4° le § 2bis est abrogé;

5° au § 4, les mots " et a pour conséquence qu'à partir de la date de publication au Moniteur belge, les demandes d'autorisations urbanistiques ou de permis de lotir sont introduites en première instance auprès de la députation et sont décidées par elle, et que toutes les missions de la commune en matière d'octroi de permis sont reprises par la province. Toutes les missions du fonctionnaire urbaniste communal seront de surcroît reprises par le fonctionnaire urbaniste provincial. Un recours peut être intenté auprès du Gouvernement flamand contre les décisions de la députation concernant les demandes d'autorisations.
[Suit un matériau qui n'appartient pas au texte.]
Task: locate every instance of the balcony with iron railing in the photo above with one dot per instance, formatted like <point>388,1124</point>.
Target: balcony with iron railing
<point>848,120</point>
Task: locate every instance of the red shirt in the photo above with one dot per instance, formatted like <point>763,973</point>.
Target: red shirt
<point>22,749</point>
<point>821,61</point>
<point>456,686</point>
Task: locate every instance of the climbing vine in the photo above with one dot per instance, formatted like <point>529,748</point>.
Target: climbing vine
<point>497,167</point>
Le Gouvernement flamand détermine les règles relatives à l'introduction et au traitement de l'appel. " sont supprimés;

6° les §§ 5 et 6 sont abrogés.

Article 91. A l'article 195quinquies du même décret, inséré par le décret du 8 mars 2002 et modifié par le décret du 21 novembre 2003, sont apportées les modifications suivantes :

1° dans le premier alinéa, les mots " la condition mentionnée dans les articles 145bis et 195bis, premier alinéa, 3° " sont remplacés par les mots " la condition mentionnée dans l'article 126, § 1er, et dans la sous-division 2 du titre III, chapitre IV, division 2 ";

2° dans le deuxième alinéa, les mots " conditions imposées dans les articles 145bis ou 195bis " sont remplacés par les mots " conditions imposées pour l'application des réglementations décrétales en matière de reconstruction, de transformation ou d'agrandissement de constructions étrangères à la zone ou pour des travaux de stabilités étrangers à la zone. ".
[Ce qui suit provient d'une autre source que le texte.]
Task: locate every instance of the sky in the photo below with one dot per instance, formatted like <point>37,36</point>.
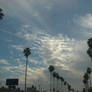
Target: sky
<point>56,31</point>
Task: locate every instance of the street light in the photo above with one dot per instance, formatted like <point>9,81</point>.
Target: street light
<point>27,52</point>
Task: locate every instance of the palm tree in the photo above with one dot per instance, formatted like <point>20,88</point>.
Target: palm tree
<point>65,83</point>
<point>69,87</point>
<point>54,76</point>
<point>61,80</point>
<point>26,54</point>
<point>1,14</point>
<point>89,72</point>
<point>57,77</point>
<point>85,81</point>
<point>51,69</point>
<point>89,51</point>
<point>89,42</point>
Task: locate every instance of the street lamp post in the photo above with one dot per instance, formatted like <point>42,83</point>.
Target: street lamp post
<point>26,54</point>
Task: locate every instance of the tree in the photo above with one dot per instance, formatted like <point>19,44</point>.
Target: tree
<point>85,81</point>
<point>89,51</point>
<point>1,14</point>
<point>26,54</point>
<point>51,69</point>
<point>89,72</point>
<point>57,77</point>
<point>54,76</point>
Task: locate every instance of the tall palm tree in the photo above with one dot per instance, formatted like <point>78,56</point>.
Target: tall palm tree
<point>57,77</point>
<point>69,87</point>
<point>89,42</point>
<point>89,72</point>
<point>54,76</point>
<point>51,69</point>
<point>1,14</point>
<point>61,80</point>
<point>89,51</point>
<point>26,54</point>
<point>85,81</point>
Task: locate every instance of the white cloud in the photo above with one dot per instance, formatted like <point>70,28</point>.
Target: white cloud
<point>3,61</point>
<point>85,21</point>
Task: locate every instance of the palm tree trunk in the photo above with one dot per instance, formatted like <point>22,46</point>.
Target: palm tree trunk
<point>50,83</point>
<point>57,85</point>
<point>26,74</point>
<point>53,84</point>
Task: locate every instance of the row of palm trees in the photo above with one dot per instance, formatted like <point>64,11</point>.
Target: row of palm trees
<point>60,81</point>
<point>87,79</point>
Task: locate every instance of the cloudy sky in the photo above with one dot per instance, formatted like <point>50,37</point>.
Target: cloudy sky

Article 92. L'article 198 du même décret, modifié par le décret du 10 mars 2006, est remplacé par ce qui suit :

" Article 198. Le juge a la possibilité de soumettre pour avis les actions en réparation introduites avant le 16 décembre 2005 et n'ayant pas encore obtenu un avis du Conseil supérieur de la Politique de Réparation ou du Conseil supérieur de la Politique de Maintien, au Conseil supérieur de la Politique de Maintien.
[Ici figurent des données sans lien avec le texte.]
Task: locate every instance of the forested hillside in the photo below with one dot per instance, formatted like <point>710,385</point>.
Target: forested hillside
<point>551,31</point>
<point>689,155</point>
L'avis du Conseil supérieur de la Politique de Maintien n'est pas contraignant pour l'autorité qui demande la réparation. ".

Article 93. Dans l'article 199, § 2, quatrième alinéa, du même décret, le mot " accords " (lire : conventions) est remplacé par les mots " accords (lire : conventions) mentionnés dans l'article 141, ".

Article 94. A l'article 203 du même décret sont apportées les modifications suivantes :

1° dans le premier alinéa sont apportées les modifications suivantes :

a)

les mots " Les articles 129 à 132 inclus " sont remplacés par les mots " Les articles 133/25 à 133/29 inclus ";

b)

une deuxième et une troisième phrase sont ajoutées, qui sont rédigées comme suit :

" La limitation de l'article 133/25, § 1er, deuxième alinéa, 2° ne vaut toutefois pas pour les ventes de lots dans leur totalité ayant obtenu date certaine avant l'entrée en vigueur du décret complémentaire et modificatif; de telles ventes étaient bien en mesure d'empêcher l'échéance d'un permis de lotir. Ce qui précède n'a jamais pour conséquence la révocation des décisions passées en force de choses jugées, qui ont déterminé l'expiration de permis de lotir en vertu de l'avis que la vente de lotissements dans leur totalité n'est pas de nature à empêcher le délabrement d'un lotissement. ";

2° dans le deuxième alinéa, les mots " visé à l'article 129, premier alinéa et à l'article 130, § 2, premier alinéa, " sont remplacés par les mots " mentionné dans l'article 133/25, § 1er, premier alinéa, 2°, respectivement § 2, 2°, ";

3° dans le troisième alinéa, les mots " visé à l'article 130, § 2, premier alinéa, " sont remplacés par les mots " mentionné dans l'article 133/25, § 2, 3°, ".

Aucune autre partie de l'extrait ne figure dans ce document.